We often joke that the only thing harder than building a distributed system is testing it. And as with most jokes, there is a truth at its core. Distributed systems are difficult to test because their complexity grows in two directions: the complexity of concurrently moving parts is compounded by the unreliability of the distribution medium itself, often leading to failure circumstances that are as difficult to predict as they are to reproduce.
Property-based testing is the method of repeated execution of a function over a wide range of (possibly random) inputs in order to find cases where a specified property is violated. It can be further enhanced with a refinement process that minimizes the failing input range. This method is often helpful in discovering earlier the sort of edge-case bugs that would otherwise only crop up in production.
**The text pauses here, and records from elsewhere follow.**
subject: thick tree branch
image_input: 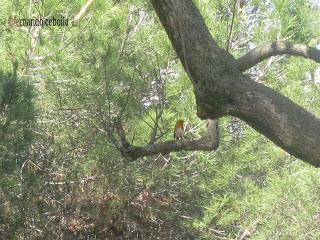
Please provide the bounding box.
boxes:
[236,41,320,72]
[116,119,219,161]
[151,0,320,167]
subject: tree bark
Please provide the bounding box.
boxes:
[236,41,320,72]
[150,0,320,167]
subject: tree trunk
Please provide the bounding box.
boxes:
[150,0,320,167]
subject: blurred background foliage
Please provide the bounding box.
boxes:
[0,0,320,239]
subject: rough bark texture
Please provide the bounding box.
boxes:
[150,0,320,167]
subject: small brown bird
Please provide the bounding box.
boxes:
[174,119,184,140]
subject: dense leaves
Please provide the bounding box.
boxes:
[0,0,319,239]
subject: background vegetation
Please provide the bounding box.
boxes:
[0,0,320,239]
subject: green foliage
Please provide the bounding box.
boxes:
[0,64,36,167]
[272,0,314,42]
[0,65,37,238]
[0,0,320,239]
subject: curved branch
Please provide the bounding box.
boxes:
[115,119,219,161]
[236,41,320,72]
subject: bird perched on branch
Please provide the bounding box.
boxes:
[174,119,184,140]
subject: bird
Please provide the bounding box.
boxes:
[174,119,184,140]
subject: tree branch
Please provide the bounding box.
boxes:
[236,41,320,72]
[115,118,219,161]
[74,0,94,22]
[148,106,164,145]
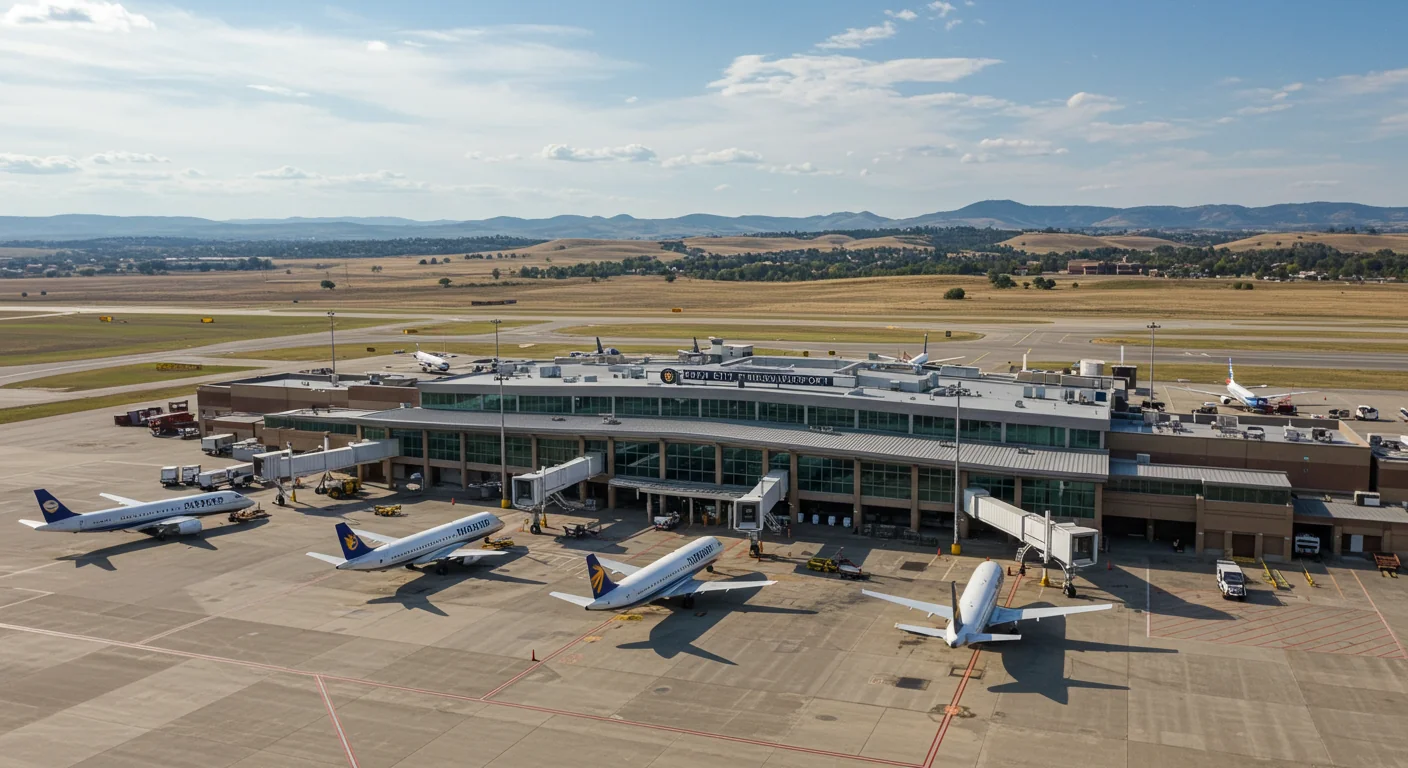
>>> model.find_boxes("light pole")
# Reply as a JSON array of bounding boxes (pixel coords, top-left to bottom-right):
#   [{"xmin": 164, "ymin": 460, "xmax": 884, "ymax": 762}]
[
  {"xmin": 951, "ymin": 385, "xmax": 962, "ymax": 555},
  {"xmin": 1146, "ymin": 321, "xmax": 1161, "ymax": 407},
  {"xmin": 492, "ymin": 319, "xmax": 508, "ymax": 509},
  {"xmin": 327, "ymin": 312, "xmax": 336, "ymax": 379}
]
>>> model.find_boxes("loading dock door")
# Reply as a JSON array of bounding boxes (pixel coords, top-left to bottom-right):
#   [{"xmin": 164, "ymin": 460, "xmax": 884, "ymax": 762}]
[
  {"xmin": 1345, "ymin": 534, "xmax": 1365, "ymax": 553},
  {"xmin": 1231, "ymin": 534, "xmax": 1256, "ymax": 559}
]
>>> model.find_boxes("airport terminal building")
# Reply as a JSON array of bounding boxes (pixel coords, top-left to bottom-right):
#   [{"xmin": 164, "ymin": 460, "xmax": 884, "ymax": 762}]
[{"xmin": 198, "ymin": 347, "xmax": 1408, "ymax": 560}]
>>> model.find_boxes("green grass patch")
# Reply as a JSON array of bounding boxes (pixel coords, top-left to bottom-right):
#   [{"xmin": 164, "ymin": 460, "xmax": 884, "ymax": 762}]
[
  {"xmin": 0, "ymin": 384, "xmax": 203, "ymax": 425},
  {"xmin": 0, "ymin": 313, "xmax": 395, "ymax": 366},
  {"xmin": 2, "ymin": 363, "xmax": 257, "ymax": 392},
  {"xmin": 555, "ymin": 323, "xmax": 982, "ymax": 345},
  {"xmin": 1029, "ymin": 360, "xmax": 1408, "ymax": 391},
  {"xmin": 1092, "ymin": 336, "xmax": 1408, "ymax": 354}
]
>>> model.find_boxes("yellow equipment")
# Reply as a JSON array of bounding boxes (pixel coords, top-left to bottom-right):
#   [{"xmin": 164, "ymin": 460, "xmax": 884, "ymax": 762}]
[
  {"xmin": 806, "ymin": 555, "xmax": 839, "ymax": 573},
  {"xmin": 481, "ymin": 536, "xmax": 514, "ymax": 550},
  {"xmin": 325, "ymin": 478, "xmax": 362, "ymax": 500},
  {"xmin": 373, "ymin": 504, "xmax": 403, "ymax": 517}
]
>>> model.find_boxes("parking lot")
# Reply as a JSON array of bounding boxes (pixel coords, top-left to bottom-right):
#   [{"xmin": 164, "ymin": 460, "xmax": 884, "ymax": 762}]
[{"xmin": 3, "ymin": 405, "xmax": 1408, "ymax": 767}]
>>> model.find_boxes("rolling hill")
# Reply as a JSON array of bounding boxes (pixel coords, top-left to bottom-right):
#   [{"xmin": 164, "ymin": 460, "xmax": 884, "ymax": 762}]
[
  {"xmin": 1220, "ymin": 232, "xmax": 1408, "ymax": 255},
  {"xmin": 1000, "ymin": 233, "xmax": 1181, "ymax": 253}
]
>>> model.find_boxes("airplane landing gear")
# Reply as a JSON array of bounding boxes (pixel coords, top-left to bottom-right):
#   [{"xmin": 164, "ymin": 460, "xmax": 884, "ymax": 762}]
[
  {"xmin": 404, "ymin": 563, "xmax": 417, "ymax": 571},
  {"xmin": 436, "ymin": 562, "xmax": 449, "ymax": 576},
  {"xmin": 705, "ymin": 565, "xmax": 714, "ymax": 573},
  {"xmin": 682, "ymin": 596, "xmax": 696, "ymax": 609}
]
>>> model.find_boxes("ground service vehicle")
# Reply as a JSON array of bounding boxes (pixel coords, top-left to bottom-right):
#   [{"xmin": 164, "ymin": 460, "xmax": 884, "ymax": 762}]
[
  {"xmin": 1294, "ymin": 533, "xmax": 1322, "ymax": 559},
  {"xmin": 1217, "ymin": 560, "xmax": 1247, "ymax": 600},
  {"xmin": 1356, "ymin": 405, "xmax": 1380, "ymax": 421},
  {"xmin": 202, "ymin": 433, "xmax": 235, "ymax": 455}
]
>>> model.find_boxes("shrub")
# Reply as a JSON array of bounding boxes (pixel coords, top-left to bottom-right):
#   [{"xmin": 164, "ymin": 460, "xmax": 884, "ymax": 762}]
[
  {"xmin": 943, "ymin": 287, "xmax": 966, "ymax": 300},
  {"xmin": 320, "ymin": 279, "xmax": 336, "ymax": 290}
]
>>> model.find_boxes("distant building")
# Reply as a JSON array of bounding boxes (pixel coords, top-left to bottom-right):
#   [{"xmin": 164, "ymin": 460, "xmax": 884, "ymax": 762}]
[{"xmin": 1066, "ymin": 259, "xmax": 1144, "ymax": 275}]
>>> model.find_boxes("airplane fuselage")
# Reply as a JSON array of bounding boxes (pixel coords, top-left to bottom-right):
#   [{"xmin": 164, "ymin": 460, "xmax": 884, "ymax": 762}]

When it comes to testing the properties of Wallaroo, a framework for building distributed data applications, the idea of combining property-based testing methods with end-to-end tests seemed liked a natural fit. On the one hand, we can leverage the property-based tests to show that Wallaroo's core properties hold over a broad range of application designs and system events (such as cluster scaling, network errors, and process crashes). And on the other hand, the end-to-end tests help show that these applications do, in fact, work in a variety of real-world conditions.
This presentation will focus on the challenges and benefits of using property-based testing in the end-to-end tests of distributed systems like Wallaroo. It will walk through the infrastructure and automation requirements, the signal design theory underpinning the tests, the active cycle of generation-execution-refinement for obtaining minimal reproducing test cases, and finally the results and lessons learned in the process.